NL-only position players

Chris Marrero
The broken clavicle that sent Jarrett Parker to the DL has opened up a fair amount of playing time for Marrero in left field for the Giants. The 28-year-old will be splitting time with Gorkys Hernandez, who brings better defense but less offensive potential. Marrero hit .284/.344/.494 at triple-A Pawtucket a year ago with 23 home runs in 131 games, so he could bring some pop and other counting stats to your team while Parker recovers. He didn’t even attempt to steal a base in those 131 games in Pawtucket, though, so don’t expect help there.

Allen Cordoba
A 21-year-old Rule-5 pick who hadn’t played above rookie ball, Cordoba wasn’t expected to play much this season as the Padres tried to stash him on the major-league roster so they could retain his rights. It looks like he’ll be getting more than a handful of plate appearances; he has appeared in nine games so far, posting a .417/.500/.667 line that practically demands more opportunities. With the 33-year-old Erick Aybar ahead of him on the depth chart, there isn’t much standing between Cordoba and regular playing time, considering he spent all of the past season in rookie ball.

J.T. Riddle
Called up when starting shortstop Adeiny Hechavarria hit the DL, Riddle has been backing up Miguel Rojas. Riddle hasn’t done much with the bat so far, but Rojas isn’t exactly a proven commodity either, so it wouldn’t take much more than a hot week for Riddle to leapfrog up the ladder. The 25-year-old’s time in the majors could be short, though, as Hechavarria is expected to return to the Marlins’ lineup by early next week at the latest. Riddle doesn’t have much power or steal many bases, but he has made decent contact throughout his minor-league career, which could bode well for his future.

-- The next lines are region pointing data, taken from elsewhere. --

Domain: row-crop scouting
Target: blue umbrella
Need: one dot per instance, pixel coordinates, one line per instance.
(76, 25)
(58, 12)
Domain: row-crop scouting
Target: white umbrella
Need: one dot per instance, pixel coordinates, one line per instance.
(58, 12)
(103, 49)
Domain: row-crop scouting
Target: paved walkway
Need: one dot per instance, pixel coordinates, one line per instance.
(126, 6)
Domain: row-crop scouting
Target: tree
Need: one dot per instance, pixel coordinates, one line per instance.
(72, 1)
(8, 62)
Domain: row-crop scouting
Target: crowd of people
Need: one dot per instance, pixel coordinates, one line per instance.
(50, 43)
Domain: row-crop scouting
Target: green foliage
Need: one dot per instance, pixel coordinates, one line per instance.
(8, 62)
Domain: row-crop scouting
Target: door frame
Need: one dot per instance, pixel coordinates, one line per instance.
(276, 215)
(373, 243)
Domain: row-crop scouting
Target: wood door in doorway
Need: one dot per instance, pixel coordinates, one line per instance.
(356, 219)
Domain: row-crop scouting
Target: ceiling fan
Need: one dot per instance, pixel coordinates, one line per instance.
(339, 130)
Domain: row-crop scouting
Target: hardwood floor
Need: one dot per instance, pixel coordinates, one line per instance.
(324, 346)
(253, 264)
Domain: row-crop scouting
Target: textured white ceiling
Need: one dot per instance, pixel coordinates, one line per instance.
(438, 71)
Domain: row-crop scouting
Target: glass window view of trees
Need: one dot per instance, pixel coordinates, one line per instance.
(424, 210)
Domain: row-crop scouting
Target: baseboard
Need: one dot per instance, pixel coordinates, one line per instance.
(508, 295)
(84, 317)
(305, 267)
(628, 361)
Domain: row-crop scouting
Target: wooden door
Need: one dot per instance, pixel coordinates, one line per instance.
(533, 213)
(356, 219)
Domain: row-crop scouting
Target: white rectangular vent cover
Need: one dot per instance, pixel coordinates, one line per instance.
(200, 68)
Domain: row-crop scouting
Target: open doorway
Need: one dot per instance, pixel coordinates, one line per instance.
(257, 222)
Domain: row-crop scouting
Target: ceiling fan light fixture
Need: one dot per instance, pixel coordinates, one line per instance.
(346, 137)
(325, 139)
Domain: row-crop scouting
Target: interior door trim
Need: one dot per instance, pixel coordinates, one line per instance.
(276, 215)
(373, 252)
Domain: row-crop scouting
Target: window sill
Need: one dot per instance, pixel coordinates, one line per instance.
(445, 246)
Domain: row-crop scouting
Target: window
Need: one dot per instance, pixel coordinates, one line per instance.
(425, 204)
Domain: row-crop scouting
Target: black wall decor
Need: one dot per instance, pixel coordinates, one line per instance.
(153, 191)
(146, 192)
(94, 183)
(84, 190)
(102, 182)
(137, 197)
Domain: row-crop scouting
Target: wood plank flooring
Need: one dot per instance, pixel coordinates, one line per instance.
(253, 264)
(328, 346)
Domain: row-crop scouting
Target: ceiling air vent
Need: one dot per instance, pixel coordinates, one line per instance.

Other Options: Grant Green, Johan Camargo, Patrick Kivlehan

NL-only pitchers

Jose Torres
Before this season, Torres had appeared in only 10 games above High A. Despite his lack of experience in the upper minors, the 23-year-old made the Padres roster out of spring training on the strength of a 16-to-4 strikeout-to-walk ratio over 10 innings. He has impressed in the early going with a 3.38 ERA and a 0.50 WHIP in eight innings, with 11 strikeouts and no walks. Given the lack of prominent names in the San Diego bullpen, the hard-throwing lefty could find himself in a high-leverage role soon while providing lots of strikeouts and good rate stats along the way.

Pat Neshek
The Phillies started the season with Jeanmar Gomez as their closer. He promptly relinquished the role, allowing seven earned runs in 5 1/3 innings, allowing Joaquin Benoit a shot at saves in Philadelphia. Like Gomez before him, Benoit promptly blew a save, opening the door for, well, pretty much anyone else in the bullpen. Neshek is one of those anyone elses, and unlike most of his colleagues, he’s performing well, posting a 0.00 ERA and a 0.88 WHIP across 5 2/3 innings, with four strikeouts and two walks. The veteran submariner probably isn’t even one of the next two options for saves behind Benoit, but he should be a useful option for roto owners looking for decent rate stats from non-closers. Given the disarray in the Phillies bullpen ahead of him, saves could be in play at some point, too.

Hunter Strickland
Off to a strong start, Strickland clearly is the top setup man behind Mark Melancon in San Francisco. The 28-year-old hasn’t yielded a run yet in 5 2/3 innings, striking out seven while allowing only two hits and two walks. He should continue to strike out plenty of batters and post good rate stats behind Melancon, and would be the first option for saves should the incumbent closer pitch himself out of the role or hit the DL.